How Metrum AI and Oregon State University Are Building the New Standard for Academic Assessment

by Brian Beeler on April 23, 2026

AI ◇ Enterprise

When we published our story on Oregon State University’s plankton imaging research last November, the headline was the science: AI-accelerated infrastructure aboard research vessels, processing terabytes of ocean data in near real-time before the ship ever reached port. But something else happened quietly in the weeks that followed. Word spread across campus about what a single Dell PowerEdge XE7745 with eight Solidigm D5-P5336 E3.S SSDs and NVIDIA RTX PRO 6000 GPUs could actually accomplish. Other departments started asking questions. Then they started making calls. Christopher Sullivan, Director of Research and Academic Computing at OSU’s College of Earth, Ocean, and Atmospheric Sciences, now wants a rack of these servers to meet the growing AI demand across the university, and the story driving that ambition goes well beyond plankton.

Oregon State has established itself as one of the most forward-thinking universities in the nation in its adoption of AI for both research and academic use. The infrastructure decisions being made on campus today, along with the formation of partnerships with companies such as Metrum AI, Dell, NVIDIA, and Solidigm, are not just academic experiments. They lay the groundwork for a new way for universities to deliver education, assess learning, and protect their students. This is the story of how that model was developed.

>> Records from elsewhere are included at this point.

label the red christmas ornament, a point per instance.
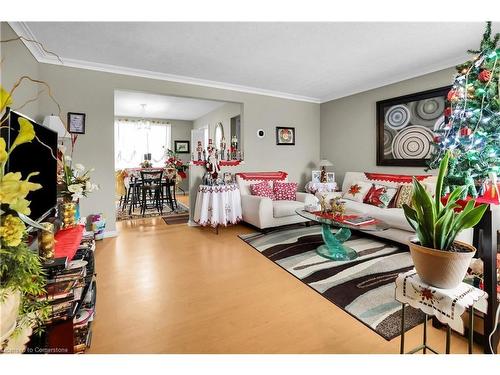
(465, 131)
(452, 95)
(484, 76)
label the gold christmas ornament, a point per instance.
(68, 215)
(337, 207)
(46, 242)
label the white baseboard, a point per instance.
(191, 223)
(110, 233)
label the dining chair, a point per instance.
(151, 185)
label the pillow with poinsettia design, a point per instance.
(262, 189)
(380, 195)
(285, 191)
(357, 191)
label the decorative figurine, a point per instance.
(222, 148)
(323, 205)
(337, 207)
(210, 146)
(213, 166)
(199, 150)
(234, 146)
(68, 215)
(46, 242)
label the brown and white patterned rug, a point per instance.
(363, 287)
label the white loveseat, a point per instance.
(400, 230)
(263, 212)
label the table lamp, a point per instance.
(324, 163)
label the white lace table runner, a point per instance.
(218, 205)
(447, 305)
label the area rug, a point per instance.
(363, 287)
(152, 212)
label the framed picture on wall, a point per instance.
(76, 123)
(285, 136)
(316, 176)
(406, 126)
(181, 147)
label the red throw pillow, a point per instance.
(285, 191)
(380, 195)
(262, 189)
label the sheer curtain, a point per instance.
(134, 138)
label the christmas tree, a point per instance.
(472, 131)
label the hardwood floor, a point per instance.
(179, 289)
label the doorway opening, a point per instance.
(156, 138)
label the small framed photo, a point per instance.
(285, 136)
(76, 123)
(316, 176)
(228, 178)
(181, 147)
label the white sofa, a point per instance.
(400, 230)
(263, 212)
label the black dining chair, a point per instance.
(151, 187)
(132, 197)
(169, 185)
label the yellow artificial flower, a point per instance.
(13, 191)
(5, 99)
(12, 230)
(3, 151)
(26, 132)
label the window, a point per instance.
(134, 138)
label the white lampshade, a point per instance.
(54, 123)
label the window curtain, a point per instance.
(134, 138)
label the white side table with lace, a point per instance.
(217, 205)
(447, 305)
(320, 187)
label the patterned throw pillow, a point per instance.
(262, 189)
(357, 191)
(380, 195)
(285, 191)
(403, 196)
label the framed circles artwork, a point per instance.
(285, 136)
(406, 126)
(181, 147)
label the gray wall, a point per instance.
(18, 62)
(92, 92)
(222, 114)
(348, 125)
(181, 131)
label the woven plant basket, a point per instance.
(442, 269)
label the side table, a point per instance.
(320, 187)
(217, 205)
(447, 305)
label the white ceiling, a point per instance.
(129, 104)
(306, 61)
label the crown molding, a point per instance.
(22, 29)
(397, 78)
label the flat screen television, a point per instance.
(34, 157)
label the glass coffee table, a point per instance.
(334, 243)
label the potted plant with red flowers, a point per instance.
(439, 259)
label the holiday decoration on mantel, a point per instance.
(472, 131)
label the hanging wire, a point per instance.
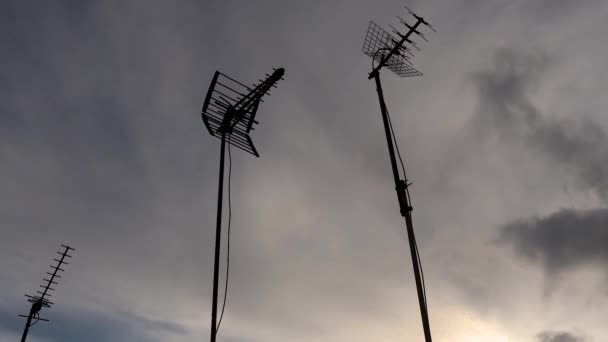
(414, 242)
(228, 236)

The Problem That Generative AI Made Worse

For decades, written assignments were central to academic evaluation. Submit a paper, show understanding, and get a grade. Generative AI has fundamentally altered that system. Now, a student can craft a polished, well-structured essay with little real engagement with the material, and even seasoned faculty can’t reliably tell if it is authentic work. The evidence of genuine understanding that universities relied on for generations has weakened.

The obvious alternative is oral evaluation. Ask students to explain their reasoning out loud, walk through their analysis, and defend their conclusions. That is hard to fake. The problem is scale. A professor teaching 200 students cannot sit across from each one and conduct a substantive oral exam. In the modern university, that constraint has effectively shelved oral assessment as a primary evaluation tool. Metrum AI was built to change that equation.

What Metrum AI Built

Metrum AI, co-founded by CEO Steen Graham and CTO Chetan Gadgil, was built around a simple conviction: AI should do real operational work, not just demonstrate potential. The company deploys multimodal AI agents that reason across video, audio, documents, and structured data for customers in industries from insurance to manufacturing. Metrum has developed a close partnership with Dell Technologies, validating its platforms against Dell’s enterprise server infrastructure across a range of GPU configurations. The academic evaluation system at Oregon State is not a pivot for Metrum; it is the same underlying capability applied to a new problem domain, with the same on-premises, human-in-the-loop design philosophy that runs through everything the company builds.

Applied to academic assessment, the platform processes recorded student video presentations using multimodal AI and returns rubric-aligned draft evaluations for faculty review. The pitch is specific: give instructors an AI partner that handles the repetitive, time-consuming extraction work so they can focus on the judgment calls that truly require human adjudication.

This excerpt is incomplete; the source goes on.